May 25, 2019 was the first anniversary of the compliance date of the EU’s General Data Protection Regulation (GDPR). Since May 25, 2018, GDPR has required companies that do business with EU residents to have policies and procedures in place to ensure the privacy of EU data subjects is protected and their rights under GDPR are honored.
For the past 12 months, noncompliance with any aspect of GDPR can result in a significant financial penalty. The maximum fine for noncompliance with GDPR is €20 million or 4% of global annual turnover, whichever is greater.
The past year has seen a handful of fines issued for noncompliance, but not nearly as many as many people expected. This can partly be explained by the huge backlog of cases most supervisory authorities have. It is taking a long time to work through GDPR complaints and data breach reports and conduct investigations. Most supervisory authorities are now clearing the backlog and a higher number of financial penalties are expected to be issued in 2019.

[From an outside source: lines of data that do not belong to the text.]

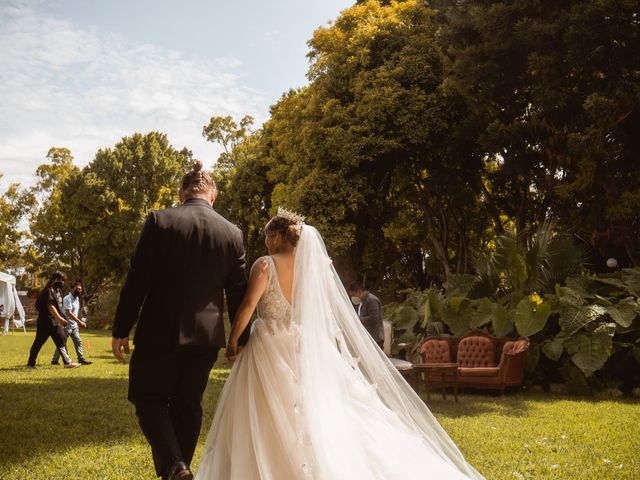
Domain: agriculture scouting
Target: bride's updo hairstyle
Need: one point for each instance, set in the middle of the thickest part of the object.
(289, 229)
(197, 181)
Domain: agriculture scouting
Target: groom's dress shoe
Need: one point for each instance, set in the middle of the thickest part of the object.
(180, 471)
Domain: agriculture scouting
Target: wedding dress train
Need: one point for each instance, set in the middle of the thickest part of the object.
(313, 397)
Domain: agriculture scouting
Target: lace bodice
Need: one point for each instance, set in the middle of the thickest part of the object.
(273, 308)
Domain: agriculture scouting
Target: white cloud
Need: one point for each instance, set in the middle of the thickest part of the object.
(65, 85)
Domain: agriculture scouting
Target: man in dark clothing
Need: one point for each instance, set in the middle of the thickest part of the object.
(51, 321)
(369, 310)
(186, 260)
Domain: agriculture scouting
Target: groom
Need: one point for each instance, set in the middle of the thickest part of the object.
(186, 257)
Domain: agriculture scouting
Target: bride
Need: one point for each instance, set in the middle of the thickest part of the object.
(312, 396)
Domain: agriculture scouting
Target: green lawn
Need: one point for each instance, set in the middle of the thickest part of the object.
(77, 424)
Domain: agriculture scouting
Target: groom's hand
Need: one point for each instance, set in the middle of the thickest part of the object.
(118, 345)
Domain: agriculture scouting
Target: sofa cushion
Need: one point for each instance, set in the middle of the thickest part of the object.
(478, 371)
(435, 351)
(476, 352)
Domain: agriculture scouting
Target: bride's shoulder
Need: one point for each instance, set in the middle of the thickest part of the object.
(261, 266)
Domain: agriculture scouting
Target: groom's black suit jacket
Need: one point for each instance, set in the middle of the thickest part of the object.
(186, 257)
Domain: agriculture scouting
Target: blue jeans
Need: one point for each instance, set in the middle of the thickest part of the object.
(74, 333)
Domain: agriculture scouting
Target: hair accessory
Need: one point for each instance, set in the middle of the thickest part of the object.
(289, 215)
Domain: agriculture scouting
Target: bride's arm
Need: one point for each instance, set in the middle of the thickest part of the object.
(258, 279)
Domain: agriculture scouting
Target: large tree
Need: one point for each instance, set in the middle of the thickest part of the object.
(14, 205)
(89, 219)
(557, 87)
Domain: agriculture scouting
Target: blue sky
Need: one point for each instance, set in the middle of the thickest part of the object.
(83, 73)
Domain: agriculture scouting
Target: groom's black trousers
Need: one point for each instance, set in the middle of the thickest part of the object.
(166, 388)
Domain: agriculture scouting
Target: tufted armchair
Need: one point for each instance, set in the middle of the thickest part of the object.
(484, 361)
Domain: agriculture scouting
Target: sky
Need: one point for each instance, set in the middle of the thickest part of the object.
(82, 74)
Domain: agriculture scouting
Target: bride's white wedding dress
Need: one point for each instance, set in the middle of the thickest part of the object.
(313, 397)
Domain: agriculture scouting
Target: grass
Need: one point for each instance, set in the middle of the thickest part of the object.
(61, 424)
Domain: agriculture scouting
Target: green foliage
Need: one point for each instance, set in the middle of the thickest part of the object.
(577, 328)
(14, 205)
(86, 221)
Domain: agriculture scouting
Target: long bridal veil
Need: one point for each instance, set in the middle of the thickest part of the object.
(333, 338)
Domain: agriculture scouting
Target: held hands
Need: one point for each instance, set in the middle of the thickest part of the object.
(118, 345)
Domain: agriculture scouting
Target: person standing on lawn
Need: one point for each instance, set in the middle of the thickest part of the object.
(50, 321)
(71, 310)
(369, 308)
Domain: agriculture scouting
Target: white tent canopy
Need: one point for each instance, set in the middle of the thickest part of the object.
(11, 303)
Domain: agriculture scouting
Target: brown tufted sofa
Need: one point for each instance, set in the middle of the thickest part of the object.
(484, 361)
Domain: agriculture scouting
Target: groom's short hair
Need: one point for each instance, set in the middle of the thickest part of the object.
(197, 180)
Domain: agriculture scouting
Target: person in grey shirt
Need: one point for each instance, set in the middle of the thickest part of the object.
(369, 310)
(71, 310)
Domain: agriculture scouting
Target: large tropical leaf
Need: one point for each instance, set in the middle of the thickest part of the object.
(458, 319)
(531, 318)
(589, 352)
(537, 250)
(460, 283)
(509, 260)
(404, 317)
(487, 278)
(564, 258)
(501, 323)
(553, 348)
(624, 312)
(573, 318)
(484, 313)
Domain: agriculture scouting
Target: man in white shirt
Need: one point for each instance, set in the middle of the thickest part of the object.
(71, 310)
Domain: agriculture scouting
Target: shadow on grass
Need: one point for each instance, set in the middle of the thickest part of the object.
(61, 413)
(517, 404)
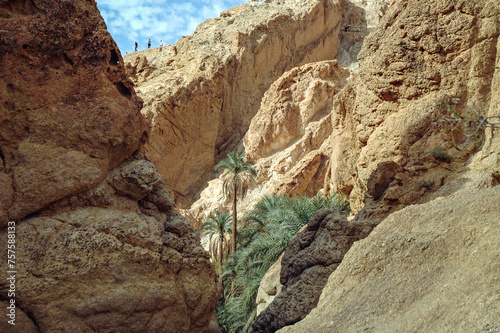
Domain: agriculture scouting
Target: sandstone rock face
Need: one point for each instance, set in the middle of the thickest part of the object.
(98, 246)
(360, 16)
(307, 263)
(113, 260)
(201, 94)
(288, 137)
(68, 113)
(421, 53)
(427, 268)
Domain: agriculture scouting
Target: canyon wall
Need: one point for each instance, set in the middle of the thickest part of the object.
(287, 138)
(201, 94)
(432, 266)
(98, 245)
(386, 128)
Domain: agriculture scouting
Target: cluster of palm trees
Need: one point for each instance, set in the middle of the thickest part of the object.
(244, 250)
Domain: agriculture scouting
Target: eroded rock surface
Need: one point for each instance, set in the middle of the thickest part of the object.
(420, 55)
(307, 263)
(98, 246)
(427, 268)
(201, 94)
(288, 137)
(68, 113)
(108, 261)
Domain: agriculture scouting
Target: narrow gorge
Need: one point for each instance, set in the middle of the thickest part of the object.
(107, 168)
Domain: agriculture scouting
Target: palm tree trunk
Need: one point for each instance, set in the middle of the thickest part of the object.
(235, 217)
(220, 258)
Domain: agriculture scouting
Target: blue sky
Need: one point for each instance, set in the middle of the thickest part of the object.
(167, 20)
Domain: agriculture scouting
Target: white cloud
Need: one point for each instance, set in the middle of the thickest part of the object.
(166, 20)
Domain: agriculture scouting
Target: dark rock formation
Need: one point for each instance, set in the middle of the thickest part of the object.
(306, 265)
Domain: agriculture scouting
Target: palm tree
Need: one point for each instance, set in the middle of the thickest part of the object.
(270, 227)
(217, 228)
(237, 175)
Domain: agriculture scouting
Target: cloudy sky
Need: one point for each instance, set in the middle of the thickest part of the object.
(167, 20)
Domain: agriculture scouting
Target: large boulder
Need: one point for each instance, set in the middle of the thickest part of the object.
(433, 267)
(307, 263)
(110, 260)
(68, 112)
(98, 247)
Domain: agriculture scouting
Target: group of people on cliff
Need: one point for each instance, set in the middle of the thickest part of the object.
(149, 45)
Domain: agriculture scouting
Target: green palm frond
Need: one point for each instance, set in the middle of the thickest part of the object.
(266, 231)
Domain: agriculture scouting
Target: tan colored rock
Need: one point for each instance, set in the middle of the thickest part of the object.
(68, 112)
(389, 109)
(427, 268)
(201, 94)
(109, 260)
(98, 246)
(287, 139)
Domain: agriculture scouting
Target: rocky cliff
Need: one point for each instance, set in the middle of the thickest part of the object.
(201, 94)
(427, 268)
(431, 266)
(287, 138)
(386, 129)
(98, 246)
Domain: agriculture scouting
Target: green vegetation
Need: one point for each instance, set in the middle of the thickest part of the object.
(264, 234)
(237, 174)
(217, 230)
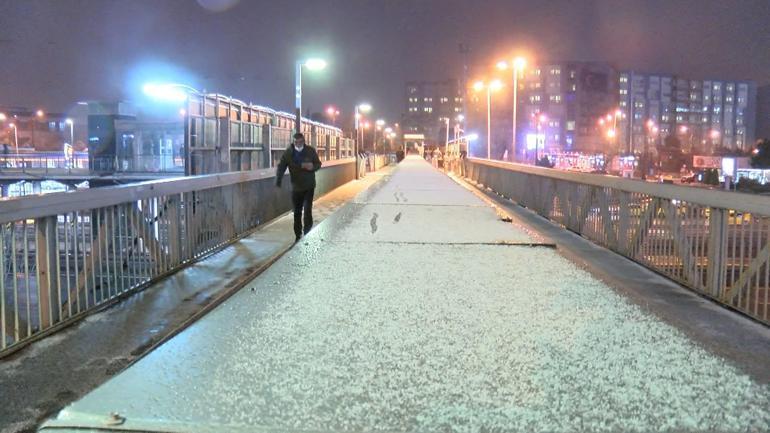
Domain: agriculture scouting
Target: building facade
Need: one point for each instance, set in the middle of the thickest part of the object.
(558, 104)
(34, 130)
(429, 106)
(763, 112)
(707, 116)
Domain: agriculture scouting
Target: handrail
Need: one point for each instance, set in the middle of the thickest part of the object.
(708, 197)
(28, 207)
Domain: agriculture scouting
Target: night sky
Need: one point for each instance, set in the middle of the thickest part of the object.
(57, 52)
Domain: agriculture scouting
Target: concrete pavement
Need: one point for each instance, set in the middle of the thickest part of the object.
(414, 308)
(46, 376)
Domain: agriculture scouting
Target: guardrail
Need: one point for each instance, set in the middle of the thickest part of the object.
(64, 255)
(57, 164)
(714, 242)
(44, 163)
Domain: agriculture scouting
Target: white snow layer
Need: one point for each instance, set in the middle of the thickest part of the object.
(340, 336)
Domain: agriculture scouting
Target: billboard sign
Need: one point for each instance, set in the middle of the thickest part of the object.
(699, 161)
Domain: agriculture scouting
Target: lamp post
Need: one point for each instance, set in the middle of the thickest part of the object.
(360, 108)
(332, 112)
(378, 127)
(15, 136)
(541, 119)
(39, 114)
(517, 65)
(310, 64)
(69, 122)
(493, 85)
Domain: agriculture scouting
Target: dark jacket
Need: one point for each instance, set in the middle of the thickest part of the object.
(301, 179)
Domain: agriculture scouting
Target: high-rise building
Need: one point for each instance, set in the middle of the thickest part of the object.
(763, 112)
(559, 103)
(429, 104)
(706, 116)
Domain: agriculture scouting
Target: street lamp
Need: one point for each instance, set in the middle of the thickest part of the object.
(360, 108)
(332, 112)
(15, 136)
(312, 65)
(541, 119)
(517, 65)
(171, 92)
(493, 85)
(69, 122)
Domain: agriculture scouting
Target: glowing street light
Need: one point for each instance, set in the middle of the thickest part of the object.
(492, 86)
(360, 108)
(69, 122)
(516, 65)
(170, 92)
(313, 64)
(333, 112)
(15, 136)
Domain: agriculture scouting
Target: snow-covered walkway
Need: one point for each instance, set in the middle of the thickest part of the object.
(414, 309)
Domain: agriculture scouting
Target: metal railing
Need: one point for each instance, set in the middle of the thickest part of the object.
(65, 255)
(57, 164)
(714, 242)
(44, 163)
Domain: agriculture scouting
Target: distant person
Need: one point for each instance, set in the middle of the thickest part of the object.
(302, 161)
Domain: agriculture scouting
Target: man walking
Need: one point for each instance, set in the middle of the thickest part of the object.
(303, 162)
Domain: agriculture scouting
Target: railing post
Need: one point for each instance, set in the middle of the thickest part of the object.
(45, 250)
(623, 220)
(717, 248)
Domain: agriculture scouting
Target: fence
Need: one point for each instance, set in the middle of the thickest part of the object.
(67, 254)
(714, 242)
(44, 163)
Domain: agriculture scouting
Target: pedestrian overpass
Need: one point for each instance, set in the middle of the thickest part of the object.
(427, 302)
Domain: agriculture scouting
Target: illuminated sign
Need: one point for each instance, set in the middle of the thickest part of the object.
(706, 161)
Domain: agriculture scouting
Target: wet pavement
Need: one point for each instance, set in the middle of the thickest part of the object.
(38, 381)
(415, 308)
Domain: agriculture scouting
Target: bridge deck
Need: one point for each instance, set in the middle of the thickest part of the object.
(416, 309)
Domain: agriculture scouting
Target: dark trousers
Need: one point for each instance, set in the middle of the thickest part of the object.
(303, 201)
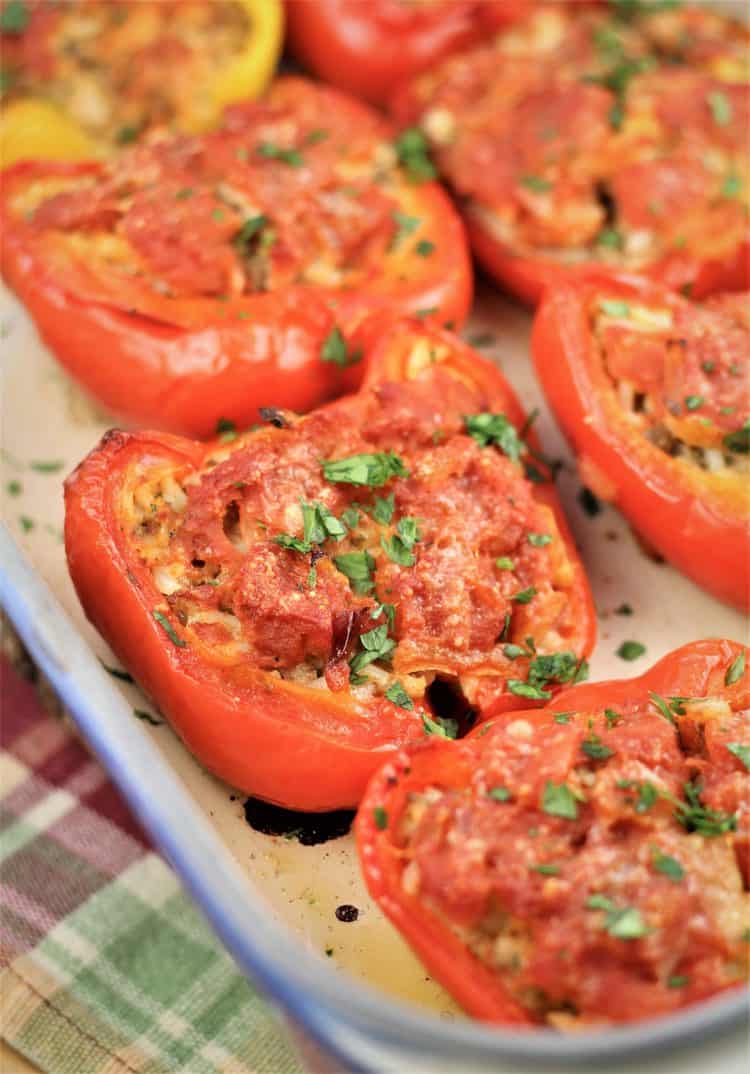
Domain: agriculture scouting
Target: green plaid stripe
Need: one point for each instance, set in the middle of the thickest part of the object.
(134, 977)
(110, 969)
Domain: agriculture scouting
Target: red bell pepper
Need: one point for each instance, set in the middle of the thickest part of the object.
(671, 456)
(289, 618)
(582, 138)
(366, 48)
(581, 864)
(198, 278)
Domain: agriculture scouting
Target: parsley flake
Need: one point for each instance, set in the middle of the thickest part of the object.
(364, 469)
(335, 350)
(735, 670)
(398, 695)
(559, 800)
(487, 429)
(358, 567)
(413, 154)
(631, 650)
(169, 629)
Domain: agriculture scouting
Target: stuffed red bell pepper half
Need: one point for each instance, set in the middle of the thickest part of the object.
(614, 134)
(302, 599)
(651, 390)
(192, 278)
(580, 865)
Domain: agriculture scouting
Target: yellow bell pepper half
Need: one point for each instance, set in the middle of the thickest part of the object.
(35, 129)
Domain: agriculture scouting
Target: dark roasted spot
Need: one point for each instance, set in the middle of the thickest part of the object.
(273, 417)
(346, 912)
(308, 828)
(447, 702)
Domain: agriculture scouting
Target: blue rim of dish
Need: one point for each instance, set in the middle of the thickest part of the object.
(349, 1018)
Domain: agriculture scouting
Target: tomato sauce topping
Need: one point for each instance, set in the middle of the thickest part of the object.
(583, 131)
(121, 68)
(594, 860)
(681, 372)
(300, 188)
(385, 539)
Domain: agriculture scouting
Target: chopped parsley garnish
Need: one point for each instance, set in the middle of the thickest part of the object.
(610, 238)
(499, 794)
(735, 670)
(376, 646)
(127, 134)
(399, 548)
(481, 339)
(631, 650)
(334, 349)
(370, 469)
(693, 815)
(226, 431)
(594, 748)
(721, 107)
(42, 466)
(398, 695)
(169, 630)
(536, 183)
(739, 440)
(495, 429)
(413, 154)
(559, 800)
(624, 923)
(525, 596)
(273, 151)
(441, 726)
(666, 865)
(14, 17)
(521, 688)
(589, 503)
(740, 751)
(358, 567)
(614, 307)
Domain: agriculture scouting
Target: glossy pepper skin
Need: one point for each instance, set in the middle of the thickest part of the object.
(33, 128)
(712, 667)
(695, 519)
(301, 746)
(530, 278)
(183, 364)
(368, 47)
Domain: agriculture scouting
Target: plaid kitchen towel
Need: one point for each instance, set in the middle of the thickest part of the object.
(106, 966)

The one-year anniversary of the compliance deadline was marked with the release of a report from the EU on GDPR awareness. A survey was conducted across the EU in March 2019 to help gauge the level of awareness of GDPR and the rights of EU residents with respect to personal data.
The report showed that more than two thirds of Europeans (67%) had heard of GDPR and six out of ten individuals had heard of the supervisory authority protecting their data. However, only 36% knew what GDPR was and 31% of surveyed individuals had not heard of GDPR.
When asked about personal rights, 73% of respondents had heard of at least 1 GDPR right and 31% were aware of all of their rights. 27% of individuals had not heard about any of their rights under GDPR.
Out of the surveyed individuals who had already exercised a GDPR right, 24% had opted out of direct marketing, 18% had exercised the right to access their personal data, and 16% had corrected their personal data.
The survey also explored the different uses of the internet, including the use of social media networks and online shopping. 75% of respondents said they used the internet every day and 77% have bought items online. 14% of respondents said they never use the internet and 2% said they do not have internet access.
69% of individuals use the Internet every day (56%) or 2-3 times a week (13%). Half of people have now changed the default privacy settings on their social media profile.
Only 13% of people read online privacy policies carefully but 60% do read privacy policies at least partially. The number of people who read privacy policies has declined by 7% since 2015.